UCLA

Environmental issues have attracted more and more public attention. Fuel cell, which is an energy conversion device, consumes renewable fuel (hydrogen, methanol etc.) and oxygen to produce electricity. It holds broad application potential for future automobile vehicle and portable device. Electrochemistry catalysis plays a key role in fuel cell operation as all energy conversion reactions are based on electrochemistry catalysis.

In present hydrogen based proton exchange membrane fuel cell, cathode oxygen reduction reaction (ORR) demands significant larger amount of catalyst than hydrogen oxidation reaction (HOR) at anode because the cathode ORR is six orders magnitude slower than anode HOR. Now days, Platinum is used as catalyst for ORR, the scarcity and precious feature of platinum contributes to the high cost of fuel cell system which is the biggest obstacle for fuel cell broad application. Non-platinum catalyst is under developing but far away from practical requirement. Thus, intensive research is focused on developing new Pt based catalyst with lower Pt loading, higher activity and longer life time. Inspired by ORR study on Pt75Ni25(111) single crystal electrode, my work is focused on developing octahedral PtNi, PtNiCo, and PtNiCu nano structures with exposed {111} facet. I developed a simple method for direct growth of PtNi octahedral nanostructure on carbon support. The advantage of prepared octahedral PtNi catalysts is the good dispersity on carbon support as well as bulk surfactant free surface. In ORR test, the prepared octahedral PtNi/C catalyst demonstrates at least 7.9 times mass activity (ORR activity normalized by Pt mass loading) compared to commercial Pt/C catalyst. The method can also be extended for synthesis of PtNiCo and PtNiCu ternary alloy catalyst. By introducing Co2CO8 as precursor, which can release metallic cobalt during decomposition, cobalt co-reducing challenge during PtNi synthesis can be overcome. Thus, I developed a method for direct growth of PtNiCo ternary alloy catalyst with uniform elemental distribution on carbon support. The ORR test result demonstrates that ORR activity can be optimized by composition tuning for PtNiCo ternary catalyst. It is noted that alloying Pt with transition metal can improve the ORR activity of Pt. The transition metal retention is important for catalyst stability because transition metal content is critical for ORR activity. I find with the present of Cu, octahedral PtNiCu ternary nanostructure can retain more transition metal than octahedral PtNi, leading to the improved activity after catalyst activation and better stability. The PtNiCu shows at least 13.2 times mass activity compared to commercial Pt/C. Furthermore, octahedral PtNiCu shows significantly improved stability (mass activity retention) compared to commercial Pt/C.

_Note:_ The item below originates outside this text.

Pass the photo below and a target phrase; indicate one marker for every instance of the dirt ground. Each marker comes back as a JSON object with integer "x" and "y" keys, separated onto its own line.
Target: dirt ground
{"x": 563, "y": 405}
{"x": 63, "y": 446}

In addition to ORR catalysis, hydrogen evolution reaction (HER) is also important for hydrogen fuel cell broad application. HER is a potentially carbon dioxide emission free route for hydrogen mass production, holds the environmental advantage especially compared to current main industrial hydrogen production routes using natural gas as source. Thus, HER also attracts broad research interests as an electrochemistry catalysis. In my work, octahedral PtNiCu shows significantly improved both activity and stability compared to octahedral PtNi as well as commercial Pt/C for HER catalysis in alkaline electrolyte. The phenomenon can be explained as the addition Cu modified surface d-band structure thus optimized HO binding on catalyst surface, which is an important reaction intermediate for HER in alkaline media.

Direct methanol fuel cell holds advantage for powering future portable device due to its high theoretical potential and energy density. However, it is currently limited by the slow kinetics of the anode methanol oxidation reaction (MOR), which is also an electrochemistry catalysis. In my work, stable palladium hydride nanomaterials is developed, which showed large Pd-Pd distance compared to palladium alone. The increased Pd-Pd distance can weaken the binding for carbon monoxide molecules on surface Pd atoms, which is predicted by previous theoretical study and demonstrated experimentally in this work. As a result, palladium hydride nanomaterials show better MOR activity than palladium nanomaterials with same morphology. It is also first time the catalytic characteristic of palladium hydride nanomaterials is reported.